One of Chris's favorite Baptized cuts is "18 Years," a song about his teenhood best friend and their days working at a sawmill and tossing TV sets off railroad overpasses for fun. ("No one was hurt!" Chris assures.) But many more Baptized cuts are open odes to Deanna Daughtry, like "Wild Heart," which he says is "100 percent about my wife. The first time I played it for her, she cried, and I'll never forget that. I got the reaction I wanted!"
"High Above the Ground" was also inspired by Chris's marriage, specifically by a "vacation with my wife in Italy. It was like the first time we had a vacation in like six or seven years, and we had no kids around, and it was probably the most stress-free two weeks I've had in seven years. So it's basically about not wanting to come down from that."
Other tracks, like "I'll Fight" and the album's lead single "Waiting For Superman," were inspired by Chris's children. "I think every dad probably feels this way about their kids: No matter how old they get or how young they are, you're always going to be there to fight for them, and you're always going to be there to pick them up when they fall down...'Waiting For Superman' is not necessarily about a superhero, but it's definitely using that archetype as a metaphor for waiting for that person to be what you need them to be — you know, to step up and be that strength. My wife and my daughter were certainly my muses for the lyrical content of that song."
photo: Krisren Shaffer
Speaking of muses, another nostalgic tune on Baptized, "Long Live Rock and Roll," is sort of a modern-day, tongue-in-cheek update on Bryan Adams's "Summer of '69" that amusingly begins with Chris declaring, "I was born the day that disco died" and then launches into healthy music-geek debates about the Beatles vs. the Stones, Elton John vs. Billy Joel, and Van Halen vs. and "Van Hagar."

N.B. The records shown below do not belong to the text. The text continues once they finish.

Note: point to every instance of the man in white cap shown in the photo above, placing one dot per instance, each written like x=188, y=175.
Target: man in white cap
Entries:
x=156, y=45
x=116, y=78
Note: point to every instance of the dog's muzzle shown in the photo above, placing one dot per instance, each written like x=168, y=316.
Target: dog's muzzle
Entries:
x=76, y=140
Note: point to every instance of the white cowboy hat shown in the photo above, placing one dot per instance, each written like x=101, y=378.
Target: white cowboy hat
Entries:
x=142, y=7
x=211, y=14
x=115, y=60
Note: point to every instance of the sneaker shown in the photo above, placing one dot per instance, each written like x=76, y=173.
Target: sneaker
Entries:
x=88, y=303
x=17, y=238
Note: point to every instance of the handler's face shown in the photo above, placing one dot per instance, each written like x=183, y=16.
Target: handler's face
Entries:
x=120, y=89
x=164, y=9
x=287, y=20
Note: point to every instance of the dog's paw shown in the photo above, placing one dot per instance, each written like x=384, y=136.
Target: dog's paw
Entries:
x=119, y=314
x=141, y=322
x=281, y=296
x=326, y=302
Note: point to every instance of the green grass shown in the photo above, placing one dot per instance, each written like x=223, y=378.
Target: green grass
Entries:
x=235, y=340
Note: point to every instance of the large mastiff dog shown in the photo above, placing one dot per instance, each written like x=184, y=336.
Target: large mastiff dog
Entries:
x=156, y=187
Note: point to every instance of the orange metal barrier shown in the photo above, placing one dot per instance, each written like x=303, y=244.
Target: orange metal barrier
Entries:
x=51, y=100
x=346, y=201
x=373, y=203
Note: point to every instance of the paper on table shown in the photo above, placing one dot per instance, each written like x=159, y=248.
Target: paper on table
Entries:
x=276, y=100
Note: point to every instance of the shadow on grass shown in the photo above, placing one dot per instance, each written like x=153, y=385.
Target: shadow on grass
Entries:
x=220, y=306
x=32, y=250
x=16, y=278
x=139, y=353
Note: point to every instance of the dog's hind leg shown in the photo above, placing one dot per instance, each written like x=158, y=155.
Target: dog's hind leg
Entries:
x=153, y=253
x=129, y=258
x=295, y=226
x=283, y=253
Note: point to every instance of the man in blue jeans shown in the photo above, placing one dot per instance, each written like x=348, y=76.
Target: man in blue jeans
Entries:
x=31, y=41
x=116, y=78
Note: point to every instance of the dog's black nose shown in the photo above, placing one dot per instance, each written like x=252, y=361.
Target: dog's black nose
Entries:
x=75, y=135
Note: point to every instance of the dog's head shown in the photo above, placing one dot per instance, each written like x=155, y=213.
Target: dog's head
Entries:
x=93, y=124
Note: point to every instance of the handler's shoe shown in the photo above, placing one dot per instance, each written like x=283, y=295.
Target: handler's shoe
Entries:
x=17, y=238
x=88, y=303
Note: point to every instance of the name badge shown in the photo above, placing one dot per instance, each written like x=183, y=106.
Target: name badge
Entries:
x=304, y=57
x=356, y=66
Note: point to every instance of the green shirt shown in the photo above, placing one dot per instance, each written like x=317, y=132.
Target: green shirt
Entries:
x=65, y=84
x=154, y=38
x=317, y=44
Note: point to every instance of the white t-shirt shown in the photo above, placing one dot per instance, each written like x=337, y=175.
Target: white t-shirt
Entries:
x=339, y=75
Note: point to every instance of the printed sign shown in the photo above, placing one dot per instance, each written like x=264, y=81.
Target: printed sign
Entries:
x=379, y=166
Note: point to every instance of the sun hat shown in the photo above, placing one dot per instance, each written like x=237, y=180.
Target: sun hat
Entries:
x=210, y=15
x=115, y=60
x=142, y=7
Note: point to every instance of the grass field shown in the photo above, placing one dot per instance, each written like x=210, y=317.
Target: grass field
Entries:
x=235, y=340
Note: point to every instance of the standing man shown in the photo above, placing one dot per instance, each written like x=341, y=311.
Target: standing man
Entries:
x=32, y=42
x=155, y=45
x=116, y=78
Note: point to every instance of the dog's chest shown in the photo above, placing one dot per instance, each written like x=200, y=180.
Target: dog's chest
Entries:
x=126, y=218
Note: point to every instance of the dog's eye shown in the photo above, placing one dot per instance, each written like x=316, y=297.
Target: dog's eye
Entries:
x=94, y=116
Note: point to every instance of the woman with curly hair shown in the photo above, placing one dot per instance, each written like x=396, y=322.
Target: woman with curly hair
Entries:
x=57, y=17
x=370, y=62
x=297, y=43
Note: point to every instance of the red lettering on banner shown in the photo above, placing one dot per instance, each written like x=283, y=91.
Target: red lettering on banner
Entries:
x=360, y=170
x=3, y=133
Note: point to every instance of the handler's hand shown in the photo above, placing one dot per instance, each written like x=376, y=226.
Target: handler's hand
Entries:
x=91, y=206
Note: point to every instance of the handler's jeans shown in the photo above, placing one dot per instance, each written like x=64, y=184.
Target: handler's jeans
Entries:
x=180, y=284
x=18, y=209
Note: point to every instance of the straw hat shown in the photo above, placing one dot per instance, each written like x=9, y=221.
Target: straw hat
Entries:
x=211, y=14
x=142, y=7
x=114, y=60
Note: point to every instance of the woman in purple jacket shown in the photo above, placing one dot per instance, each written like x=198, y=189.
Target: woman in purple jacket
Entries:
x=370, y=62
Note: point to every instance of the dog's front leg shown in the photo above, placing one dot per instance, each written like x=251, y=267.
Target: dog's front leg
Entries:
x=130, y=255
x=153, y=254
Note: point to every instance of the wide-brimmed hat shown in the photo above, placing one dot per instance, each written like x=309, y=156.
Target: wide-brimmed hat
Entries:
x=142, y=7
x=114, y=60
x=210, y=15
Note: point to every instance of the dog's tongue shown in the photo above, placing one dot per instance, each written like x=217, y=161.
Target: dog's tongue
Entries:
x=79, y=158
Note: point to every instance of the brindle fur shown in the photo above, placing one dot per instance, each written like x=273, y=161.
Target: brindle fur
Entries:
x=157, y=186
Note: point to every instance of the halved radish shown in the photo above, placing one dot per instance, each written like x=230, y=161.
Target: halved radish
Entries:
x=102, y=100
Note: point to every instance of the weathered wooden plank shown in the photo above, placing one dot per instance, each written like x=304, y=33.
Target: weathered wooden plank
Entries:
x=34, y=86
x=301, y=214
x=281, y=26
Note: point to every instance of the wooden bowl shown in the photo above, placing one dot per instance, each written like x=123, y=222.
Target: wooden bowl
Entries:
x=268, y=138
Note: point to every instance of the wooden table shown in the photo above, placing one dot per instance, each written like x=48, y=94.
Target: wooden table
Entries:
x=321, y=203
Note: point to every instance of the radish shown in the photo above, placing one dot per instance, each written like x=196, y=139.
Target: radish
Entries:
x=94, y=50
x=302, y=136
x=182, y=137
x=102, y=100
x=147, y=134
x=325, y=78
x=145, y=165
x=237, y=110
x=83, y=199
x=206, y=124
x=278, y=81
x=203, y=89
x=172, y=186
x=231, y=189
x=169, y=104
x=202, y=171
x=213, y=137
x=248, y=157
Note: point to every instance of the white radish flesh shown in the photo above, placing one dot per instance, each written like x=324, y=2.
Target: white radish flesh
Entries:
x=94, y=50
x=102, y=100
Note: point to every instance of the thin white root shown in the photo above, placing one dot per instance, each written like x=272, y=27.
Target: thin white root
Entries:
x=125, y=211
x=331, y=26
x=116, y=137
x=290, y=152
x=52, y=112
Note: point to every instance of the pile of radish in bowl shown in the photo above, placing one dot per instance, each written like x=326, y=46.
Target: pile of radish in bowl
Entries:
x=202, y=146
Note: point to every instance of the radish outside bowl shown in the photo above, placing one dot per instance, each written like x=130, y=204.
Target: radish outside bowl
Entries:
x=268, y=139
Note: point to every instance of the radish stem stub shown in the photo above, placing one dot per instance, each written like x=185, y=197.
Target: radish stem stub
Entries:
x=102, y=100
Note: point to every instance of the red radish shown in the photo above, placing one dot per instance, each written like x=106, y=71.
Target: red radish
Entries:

"It is my life: I was born in 1979, when they burned all the disco records, and we just thought that was a really cool way to open the song. The fact that we got to reference disco dying and introducing rock 'n' roll was kind of a cool thing. Being able to tell my story as a teenager and include all these historical references was a lot of fun." Chris says the Hagar reference is his "absolute favorite line" on Baptized, but when asked for his thoughts on Van Halen's Gary Cherone years, he merely answers, "Um, I don't think we need to talk about that. I loved [Extreme's] 'More Than Words,' and we'll leave it at that!"
On the subject of rock 'n' roll — and nostalgia — it should be noted that Baptized enters a music marketplace largely devoid of successful hard rock acts; much has changed since Chris wowed on "Idol" with his covers of Fuel, Creed, and Shinedown songs and Daughtry became the fastest-selling debut rock album in Soundscan history. Will rock 'n' roll really live on, as Daughtry's sentimental song claims? "I think yes, absolutely," asserts Chris. "It's never gonna die. Everything is cyclical, everything is going to have its moments. I don't see how it could die — there’s too much rock in every one of us for it to ever be obsolete."
Apparently some things really do never change.